Court Opinion

ID: 9740568
Source: CourtListenerOpinion
Date Created: 2023-08-26 20:37:22.374474+00
Date Added: 2024-06-11T07:24:18.901915
License: Public Domain

Otis, Justice
(dissenting).
There is no evidence in this record that plaintiff will at any time require a fusion operation. Such procedure was neither contemplated nor recommended by any of the doctors. Indeed, his counsel acknowledged as much in the following colloquy:
“The Court: The doctor has not testified as to whether or not he has actually recommended that that [the fusion] be done in this case or not, is that right?
“Mr. Plunkett: No, your Honor, but this is a type of treatment for this particular type of injury.”
Nevertheless, counsel repeatedly urged the jury to award damages for the pain and suffering which such an operation would entail. He argued, among other things, as follows:
“He went on to tell you that the only surgical treatment that could tend to alleviate these symptoms, and all it would do would be to tend to alleviate the pain, was an operation known as a fusion. Now in addition he said that after the fusion he would have an immobility of these vertebrae, third and fourth vertebrae. They would be fused together, just like a nail going through them. It means that that portion of your back doesn’t bend any more.” (Italics supplied.)
In discussing the impact plaintiff’s injury would have on his employment prospects, counsel said to the jury:
“Now they [future employers] may say, ‘Well now, what can be done to help this boy with the pain and so on?’ He [plaintiff’s doctor] *228will have to tell them that the recommended surgical procedure is to operate on the lad and take the bone from his shin, (indicating), and cut him open in the back and put this bone in his third and fourth lumbar vertebrae and fuse it. They will say, ‘Well, then, Doctor, you mean that he will have no more impairment and his spine will be as good as new?’ And you heard Dr. Janes say that that would not be the case, that he would still have at least a ten percent impairment, because the bones are then fused and won’t bend, but that it won’t be so painful for him then when he has to move quickly, or lift something, or reach, and he won’t become so lame as he has been on many occasions when he has tried to do these things.” (Italics supplied.)
Later plaintiff again argued:
“* * * [Tjhe only thing that can be done to alleviate the pain in the lumbar spine is this operation.
“Now insofar as Gary is concerned, unless he has this operation to help relieve the pain, Dr.
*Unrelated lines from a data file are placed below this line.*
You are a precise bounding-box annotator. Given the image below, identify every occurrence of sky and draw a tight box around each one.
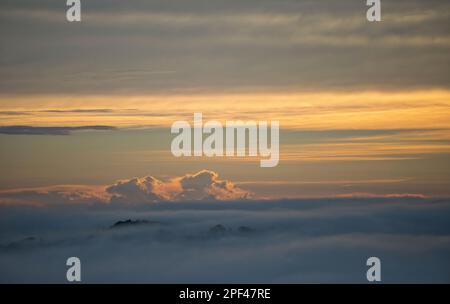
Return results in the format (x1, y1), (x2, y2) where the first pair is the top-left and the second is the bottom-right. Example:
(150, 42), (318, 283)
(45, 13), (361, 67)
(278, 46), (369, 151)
(0, 0), (450, 282)
(0, 0), (450, 198)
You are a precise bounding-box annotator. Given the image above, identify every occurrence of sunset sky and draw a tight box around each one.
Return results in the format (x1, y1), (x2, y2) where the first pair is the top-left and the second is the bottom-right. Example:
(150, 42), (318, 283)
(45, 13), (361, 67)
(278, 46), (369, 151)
(0, 0), (450, 202)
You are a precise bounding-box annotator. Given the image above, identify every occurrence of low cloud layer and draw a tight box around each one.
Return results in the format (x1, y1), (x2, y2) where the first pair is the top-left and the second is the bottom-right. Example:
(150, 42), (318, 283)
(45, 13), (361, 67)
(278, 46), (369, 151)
(0, 198), (450, 283)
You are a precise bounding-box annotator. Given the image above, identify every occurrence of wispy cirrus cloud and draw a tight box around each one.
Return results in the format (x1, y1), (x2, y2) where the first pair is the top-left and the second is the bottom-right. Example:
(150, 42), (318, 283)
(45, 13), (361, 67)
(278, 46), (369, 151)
(0, 126), (116, 135)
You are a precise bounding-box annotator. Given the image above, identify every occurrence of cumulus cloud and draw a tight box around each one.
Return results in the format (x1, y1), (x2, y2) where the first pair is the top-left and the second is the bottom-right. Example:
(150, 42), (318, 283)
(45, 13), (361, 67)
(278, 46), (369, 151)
(0, 170), (252, 206)
(106, 170), (250, 204)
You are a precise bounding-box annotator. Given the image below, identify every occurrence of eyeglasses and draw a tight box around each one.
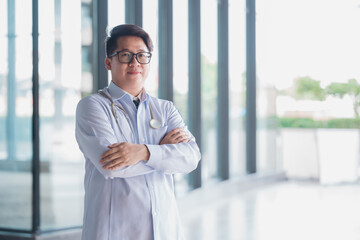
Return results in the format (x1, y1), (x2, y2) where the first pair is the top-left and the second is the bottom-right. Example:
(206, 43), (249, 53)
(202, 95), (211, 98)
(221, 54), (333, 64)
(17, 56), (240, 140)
(109, 51), (151, 64)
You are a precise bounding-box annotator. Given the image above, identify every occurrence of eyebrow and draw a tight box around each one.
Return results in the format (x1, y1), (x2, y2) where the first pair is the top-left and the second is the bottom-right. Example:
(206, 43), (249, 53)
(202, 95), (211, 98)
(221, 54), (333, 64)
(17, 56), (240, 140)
(117, 48), (148, 52)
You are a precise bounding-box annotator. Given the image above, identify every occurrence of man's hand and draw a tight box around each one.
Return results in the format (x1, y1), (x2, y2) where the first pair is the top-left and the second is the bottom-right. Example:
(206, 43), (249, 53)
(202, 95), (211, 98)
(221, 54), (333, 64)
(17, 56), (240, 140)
(159, 128), (190, 145)
(100, 142), (150, 170)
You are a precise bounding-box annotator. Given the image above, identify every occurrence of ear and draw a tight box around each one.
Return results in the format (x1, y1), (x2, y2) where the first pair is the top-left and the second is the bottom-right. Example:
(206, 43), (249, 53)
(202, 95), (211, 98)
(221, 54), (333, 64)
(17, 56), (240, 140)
(105, 58), (111, 70)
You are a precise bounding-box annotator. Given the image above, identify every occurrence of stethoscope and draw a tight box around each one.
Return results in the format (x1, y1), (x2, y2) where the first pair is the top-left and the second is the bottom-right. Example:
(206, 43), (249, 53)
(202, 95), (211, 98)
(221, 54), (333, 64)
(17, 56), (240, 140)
(98, 90), (161, 135)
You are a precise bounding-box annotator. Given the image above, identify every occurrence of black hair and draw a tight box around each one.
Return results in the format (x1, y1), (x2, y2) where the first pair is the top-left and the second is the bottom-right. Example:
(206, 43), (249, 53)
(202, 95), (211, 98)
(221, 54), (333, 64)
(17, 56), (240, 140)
(105, 24), (153, 57)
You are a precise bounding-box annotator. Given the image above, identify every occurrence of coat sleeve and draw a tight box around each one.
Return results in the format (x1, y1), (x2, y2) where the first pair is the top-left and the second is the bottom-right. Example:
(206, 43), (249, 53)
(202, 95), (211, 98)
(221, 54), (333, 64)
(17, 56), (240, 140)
(75, 96), (155, 178)
(146, 102), (201, 174)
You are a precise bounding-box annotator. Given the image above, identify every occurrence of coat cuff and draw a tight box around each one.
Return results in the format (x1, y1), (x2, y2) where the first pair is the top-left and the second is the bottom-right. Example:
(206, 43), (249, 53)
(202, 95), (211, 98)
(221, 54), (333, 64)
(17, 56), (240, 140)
(145, 144), (162, 169)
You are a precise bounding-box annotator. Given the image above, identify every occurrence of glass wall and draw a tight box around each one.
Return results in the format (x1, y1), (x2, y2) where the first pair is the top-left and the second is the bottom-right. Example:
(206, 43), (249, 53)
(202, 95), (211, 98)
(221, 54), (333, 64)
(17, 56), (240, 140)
(143, 0), (159, 96)
(173, 0), (189, 195)
(39, 0), (91, 230)
(257, 0), (360, 183)
(229, 0), (246, 177)
(256, 0), (278, 172)
(108, 0), (125, 30)
(0, 0), (32, 230)
(201, 0), (219, 183)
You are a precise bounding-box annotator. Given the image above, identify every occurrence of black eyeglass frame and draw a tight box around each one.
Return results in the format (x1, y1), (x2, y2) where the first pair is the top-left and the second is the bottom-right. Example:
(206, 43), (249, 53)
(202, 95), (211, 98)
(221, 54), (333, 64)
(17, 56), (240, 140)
(108, 50), (152, 64)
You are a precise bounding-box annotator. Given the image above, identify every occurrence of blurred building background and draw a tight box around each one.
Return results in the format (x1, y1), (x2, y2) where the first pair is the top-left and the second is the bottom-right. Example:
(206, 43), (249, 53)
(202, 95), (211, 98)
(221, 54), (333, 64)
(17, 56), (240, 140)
(0, 0), (360, 240)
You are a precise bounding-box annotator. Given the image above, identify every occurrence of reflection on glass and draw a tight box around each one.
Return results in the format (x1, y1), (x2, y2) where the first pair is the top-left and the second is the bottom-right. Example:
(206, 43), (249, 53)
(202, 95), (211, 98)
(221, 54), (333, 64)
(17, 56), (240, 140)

Janes testified his injury is permanent in the sense that it will continue on as it is, at least. It’s permanent.” (Italics supplied.)
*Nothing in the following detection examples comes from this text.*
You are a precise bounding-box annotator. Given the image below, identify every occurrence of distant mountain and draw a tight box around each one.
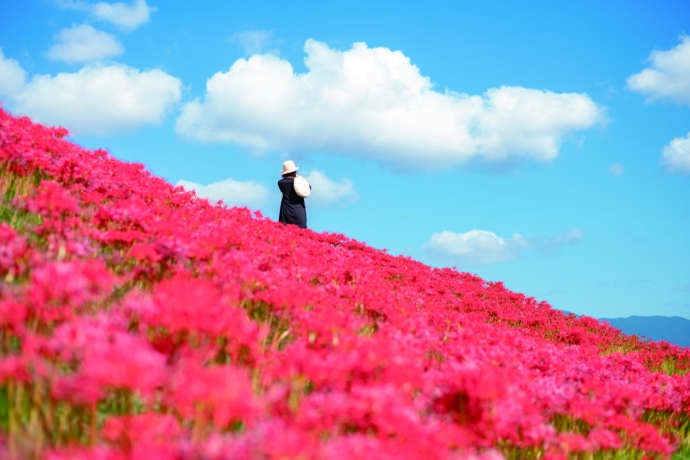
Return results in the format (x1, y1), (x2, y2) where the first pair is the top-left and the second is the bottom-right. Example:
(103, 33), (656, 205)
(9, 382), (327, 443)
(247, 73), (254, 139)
(601, 316), (690, 347)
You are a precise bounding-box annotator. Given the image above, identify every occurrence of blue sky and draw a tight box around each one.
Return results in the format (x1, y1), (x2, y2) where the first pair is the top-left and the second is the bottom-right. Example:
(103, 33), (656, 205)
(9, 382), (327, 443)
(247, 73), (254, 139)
(0, 0), (690, 318)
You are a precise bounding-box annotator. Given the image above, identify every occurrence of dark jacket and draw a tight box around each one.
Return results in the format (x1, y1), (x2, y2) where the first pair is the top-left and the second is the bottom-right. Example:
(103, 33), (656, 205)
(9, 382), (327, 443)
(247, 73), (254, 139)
(278, 177), (307, 228)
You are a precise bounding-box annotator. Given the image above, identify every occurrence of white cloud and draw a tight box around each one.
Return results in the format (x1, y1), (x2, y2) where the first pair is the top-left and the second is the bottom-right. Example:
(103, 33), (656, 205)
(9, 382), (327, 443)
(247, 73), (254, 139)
(176, 40), (604, 170)
(425, 228), (584, 265)
(628, 36), (690, 105)
(609, 163), (624, 176)
(661, 132), (690, 174)
(427, 230), (529, 265)
(58, 0), (153, 30)
(48, 24), (125, 63)
(305, 169), (357, 206)
(9, 65), (182, 135)
(176, 179), (269, 208)
(230, 29), (276, 54)
(0, 48), (26, 97)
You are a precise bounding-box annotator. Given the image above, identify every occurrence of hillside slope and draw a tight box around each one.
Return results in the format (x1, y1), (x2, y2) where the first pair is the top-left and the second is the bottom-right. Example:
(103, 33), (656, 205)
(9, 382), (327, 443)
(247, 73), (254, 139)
(602, 316), (690, 347)
(0, 106), (690, 459)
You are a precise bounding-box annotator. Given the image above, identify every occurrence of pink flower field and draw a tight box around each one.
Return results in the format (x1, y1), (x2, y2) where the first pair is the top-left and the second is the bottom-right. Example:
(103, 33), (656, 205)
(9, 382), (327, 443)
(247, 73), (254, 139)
(0, 106), (690, 460)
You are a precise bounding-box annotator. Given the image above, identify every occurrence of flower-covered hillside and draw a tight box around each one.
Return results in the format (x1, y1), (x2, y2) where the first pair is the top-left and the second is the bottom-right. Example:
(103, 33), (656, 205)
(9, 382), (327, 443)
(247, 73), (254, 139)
(0, 106), (690, 460)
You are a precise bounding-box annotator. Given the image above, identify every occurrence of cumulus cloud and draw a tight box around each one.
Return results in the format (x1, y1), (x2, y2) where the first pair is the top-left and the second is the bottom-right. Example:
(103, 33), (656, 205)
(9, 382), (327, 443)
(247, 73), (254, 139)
(425, 228), (584, 265)
(176, 179), (269, 208)
(628, 35), (690, 105)
(609, 163), (624, 176)
(0, 48), (26, 96)
(230, 29), (275, 54)
(48, 24), (125, 63)
(427, 230), (529, 265)
(58, 0), (153, 30)
(304, 169), (357, 206)
(9, 60), (182, 135)
(661, 132), (690, 174)
(176, 39), (604, 170)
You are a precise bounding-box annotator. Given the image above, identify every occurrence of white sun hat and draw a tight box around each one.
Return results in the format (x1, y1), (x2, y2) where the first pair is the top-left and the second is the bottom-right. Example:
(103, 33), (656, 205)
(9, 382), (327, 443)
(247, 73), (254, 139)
(292, 176), (311, 198)
(280, 160), (299, 175)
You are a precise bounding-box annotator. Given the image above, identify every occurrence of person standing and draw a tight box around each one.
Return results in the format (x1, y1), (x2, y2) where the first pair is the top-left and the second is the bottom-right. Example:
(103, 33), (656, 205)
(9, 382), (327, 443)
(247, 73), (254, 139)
(278, 160), (311, 228)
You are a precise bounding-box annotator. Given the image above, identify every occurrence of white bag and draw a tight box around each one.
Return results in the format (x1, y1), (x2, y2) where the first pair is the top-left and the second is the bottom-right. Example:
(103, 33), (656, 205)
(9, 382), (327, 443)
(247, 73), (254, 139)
(294, 176), (311, 198)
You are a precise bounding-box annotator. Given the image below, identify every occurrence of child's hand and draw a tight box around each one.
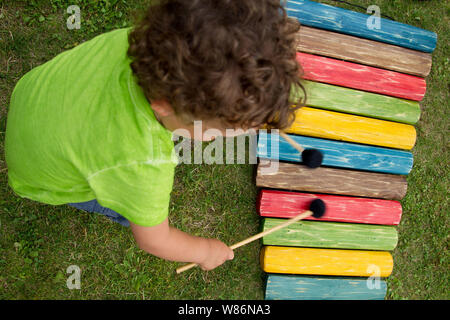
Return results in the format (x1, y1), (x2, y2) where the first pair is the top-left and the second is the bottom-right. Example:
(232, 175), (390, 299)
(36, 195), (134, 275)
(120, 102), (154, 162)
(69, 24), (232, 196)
(199, 239), (234, 270)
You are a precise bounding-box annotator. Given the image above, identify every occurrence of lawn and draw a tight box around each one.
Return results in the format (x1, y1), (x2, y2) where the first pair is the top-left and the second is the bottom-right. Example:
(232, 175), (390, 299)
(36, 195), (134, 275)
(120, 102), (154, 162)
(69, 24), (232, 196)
(0, 0), (450, 299)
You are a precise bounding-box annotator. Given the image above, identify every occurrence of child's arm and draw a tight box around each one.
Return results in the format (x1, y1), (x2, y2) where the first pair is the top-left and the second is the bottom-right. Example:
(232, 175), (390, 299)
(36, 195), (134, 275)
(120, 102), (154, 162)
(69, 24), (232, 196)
(130, 219), (234, 270)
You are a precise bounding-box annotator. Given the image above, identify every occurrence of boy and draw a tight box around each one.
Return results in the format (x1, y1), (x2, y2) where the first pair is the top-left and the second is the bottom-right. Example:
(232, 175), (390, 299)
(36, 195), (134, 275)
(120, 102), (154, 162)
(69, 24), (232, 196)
(5, 0), (301, 270)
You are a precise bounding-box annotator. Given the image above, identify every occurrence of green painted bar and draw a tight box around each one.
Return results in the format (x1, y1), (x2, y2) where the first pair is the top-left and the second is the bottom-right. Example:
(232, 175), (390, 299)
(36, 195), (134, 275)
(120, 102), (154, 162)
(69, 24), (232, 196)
(292, 80), (420, 125)
(265, 274), (387, 300)
(263, 218), (398, 251)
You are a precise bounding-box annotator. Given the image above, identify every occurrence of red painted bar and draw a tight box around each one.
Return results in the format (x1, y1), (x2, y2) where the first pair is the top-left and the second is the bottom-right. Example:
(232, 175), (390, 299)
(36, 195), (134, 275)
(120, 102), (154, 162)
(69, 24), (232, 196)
(257, 189), (402, 225)
(297, 52), (426, 101)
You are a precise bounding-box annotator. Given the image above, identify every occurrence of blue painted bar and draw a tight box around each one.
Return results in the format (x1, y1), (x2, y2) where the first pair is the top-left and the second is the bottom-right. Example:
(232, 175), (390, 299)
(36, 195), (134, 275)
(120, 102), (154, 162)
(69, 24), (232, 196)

Not content with these wholly unjustified references to the need for a fusion operation, plaintiff concluded by saying:
“Now as far as Gary is concerned, without this fusion, as Dr. Janes pointed out, this lad is going to have pain in his back.
“* * * But remember that he can’t come back to you. In five years, if the spinal fusion is performed — and this is a major operation, and those of us who are acquainted with it all know that it’s very serious surgery —if something should go wrong, he won’t be able to come back and say, ‘Well, folks, we didn’t take that into account in asking you for a verdict.’” (Italics supplied.)
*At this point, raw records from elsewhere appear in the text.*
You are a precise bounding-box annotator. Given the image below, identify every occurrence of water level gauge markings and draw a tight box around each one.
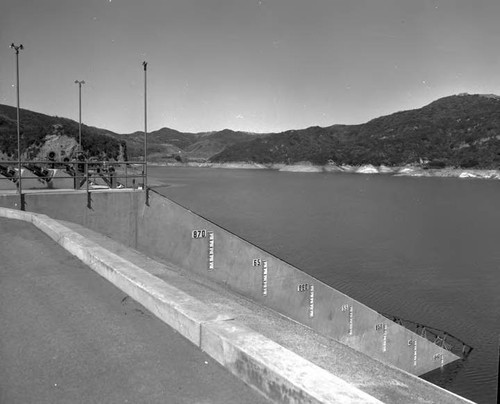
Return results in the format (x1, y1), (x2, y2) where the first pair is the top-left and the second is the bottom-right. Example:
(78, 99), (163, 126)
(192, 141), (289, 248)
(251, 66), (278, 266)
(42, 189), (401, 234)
(341, 304), (354, 335)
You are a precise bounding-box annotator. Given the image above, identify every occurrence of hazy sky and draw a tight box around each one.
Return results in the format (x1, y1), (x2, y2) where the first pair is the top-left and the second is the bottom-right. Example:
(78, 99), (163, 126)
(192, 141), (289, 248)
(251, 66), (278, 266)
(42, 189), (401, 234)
(0, 0), (500, 133)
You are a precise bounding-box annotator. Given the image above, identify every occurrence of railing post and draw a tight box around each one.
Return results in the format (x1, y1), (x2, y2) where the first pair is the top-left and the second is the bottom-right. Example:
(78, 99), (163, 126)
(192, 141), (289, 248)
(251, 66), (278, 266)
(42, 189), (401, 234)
(85, 159), (92, 209)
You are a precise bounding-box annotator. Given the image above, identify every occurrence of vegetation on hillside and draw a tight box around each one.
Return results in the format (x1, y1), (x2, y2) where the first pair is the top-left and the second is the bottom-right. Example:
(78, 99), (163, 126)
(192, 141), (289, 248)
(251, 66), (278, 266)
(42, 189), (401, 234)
(0, 105), (126, 159)
(0, 94), (500, 168)
(211, 95), (500, 168)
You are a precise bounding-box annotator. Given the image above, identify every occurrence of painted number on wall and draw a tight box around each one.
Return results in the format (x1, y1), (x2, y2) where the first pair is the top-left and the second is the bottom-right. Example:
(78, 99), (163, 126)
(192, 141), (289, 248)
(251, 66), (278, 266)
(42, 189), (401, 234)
(375, 323), (387, 352)
(208, 230), (215, 271)
(297, 283), (309, 292)
(191, 230), (207, 238)
(262, 261), (267, 296)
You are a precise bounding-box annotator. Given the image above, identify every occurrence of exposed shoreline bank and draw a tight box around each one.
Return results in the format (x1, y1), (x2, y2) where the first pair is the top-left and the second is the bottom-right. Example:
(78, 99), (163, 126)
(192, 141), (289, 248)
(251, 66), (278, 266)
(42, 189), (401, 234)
(149, 162), (500, 180)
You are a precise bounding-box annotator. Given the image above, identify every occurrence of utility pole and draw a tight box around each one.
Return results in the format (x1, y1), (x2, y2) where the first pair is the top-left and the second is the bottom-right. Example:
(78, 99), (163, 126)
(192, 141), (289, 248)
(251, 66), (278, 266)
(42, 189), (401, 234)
(10, 43), (24, 210)
(75, 80), (85, 152)
(142, 62), (148, 193)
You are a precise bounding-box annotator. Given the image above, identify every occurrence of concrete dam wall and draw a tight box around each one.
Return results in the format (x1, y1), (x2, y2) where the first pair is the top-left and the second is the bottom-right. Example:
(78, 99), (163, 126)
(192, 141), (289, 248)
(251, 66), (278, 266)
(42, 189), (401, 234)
(0, 190), (459, 375)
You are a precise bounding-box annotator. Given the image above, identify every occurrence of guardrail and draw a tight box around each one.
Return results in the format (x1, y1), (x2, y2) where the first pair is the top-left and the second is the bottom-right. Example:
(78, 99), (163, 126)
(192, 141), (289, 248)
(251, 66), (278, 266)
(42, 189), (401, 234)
(0, 160), (147, 210)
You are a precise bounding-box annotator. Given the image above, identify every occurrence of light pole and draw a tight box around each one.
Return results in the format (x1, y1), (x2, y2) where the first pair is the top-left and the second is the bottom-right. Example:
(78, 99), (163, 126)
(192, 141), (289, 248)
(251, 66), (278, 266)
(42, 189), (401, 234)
(142, 62), (148, 193)
(10, 43), (24, 205)
(75, 80), (85, 151)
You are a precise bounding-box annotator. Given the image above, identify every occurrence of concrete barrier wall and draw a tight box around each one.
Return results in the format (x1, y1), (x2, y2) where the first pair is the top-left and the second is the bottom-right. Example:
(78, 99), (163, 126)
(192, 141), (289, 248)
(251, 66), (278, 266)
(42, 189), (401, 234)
(137, 193), (458, 375)
(0, 191), (458, 375)
(0, 191), (144, 248)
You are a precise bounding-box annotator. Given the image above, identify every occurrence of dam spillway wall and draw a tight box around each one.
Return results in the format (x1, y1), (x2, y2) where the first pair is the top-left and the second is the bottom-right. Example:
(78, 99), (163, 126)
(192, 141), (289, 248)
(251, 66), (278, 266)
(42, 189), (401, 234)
(0, 190), (459, 375)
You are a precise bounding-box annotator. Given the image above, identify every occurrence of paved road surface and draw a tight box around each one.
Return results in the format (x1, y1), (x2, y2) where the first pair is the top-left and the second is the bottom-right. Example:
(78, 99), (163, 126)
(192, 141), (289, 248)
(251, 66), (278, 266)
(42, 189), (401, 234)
(0, 218), (267, 404)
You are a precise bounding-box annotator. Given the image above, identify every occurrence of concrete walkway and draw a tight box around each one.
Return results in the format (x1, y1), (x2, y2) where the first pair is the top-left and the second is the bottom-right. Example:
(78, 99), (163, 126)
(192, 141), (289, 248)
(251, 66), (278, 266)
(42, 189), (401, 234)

While defendant did not specifically except to this line of argument, four previous objections to testimony describing such fusion procedures had been overruled and were assigned as grounds for a new trial.
*229To compound his error, counsel in arguing damages placed the following price tag on plaintiff’s right to lead a normal life:
“* * * Would it be worth $500 a year to you for one year? * * * You wouldn’t sell it for anything.”
To this argument defendant took exception. The trial court in its memorandum and the majority opinion acknowledge its impropriety.
Finally, without any support in the record and subject to defendant’s objection, the court charged the jury that plaintiff could recover for impaired earning capacity. Counsel in his argument suggested that plaintiff could normally be expected to earn $210,000 in his lifetime and that the 10-percent permanent partial back injury to which his doctor testified justified an award of $21,000 for this element of damages alone. This the court permitted notwithstanding the total absence of any testimony correlating the disability and the claimed impairment of earning capacity.
This case deals with a rear-end collision from which plaintiff unquestionably suffered an injury. Nevertheless, he had no serious immediate symptoms and those he ultimately experienced were largely subjective. He took part in a high school football celebration from the time of the accident at 3:30 in the afternoon until 10:30 that evening. Thereafter he successfully finished his school year, worked the following summer as a swimming instructor in a boys’ camp, and later drove to California and back uneventfully.
Under all these circumstances I submit that the verdict is so tainted by counsel’s invitation to consider prejudicial matters, wholly extraneous to the record, that only a new trial on damages can correct it. To hold otherwise is to permit plaintiff to profit from tactics which both the trial court and this court have condemned as unfair.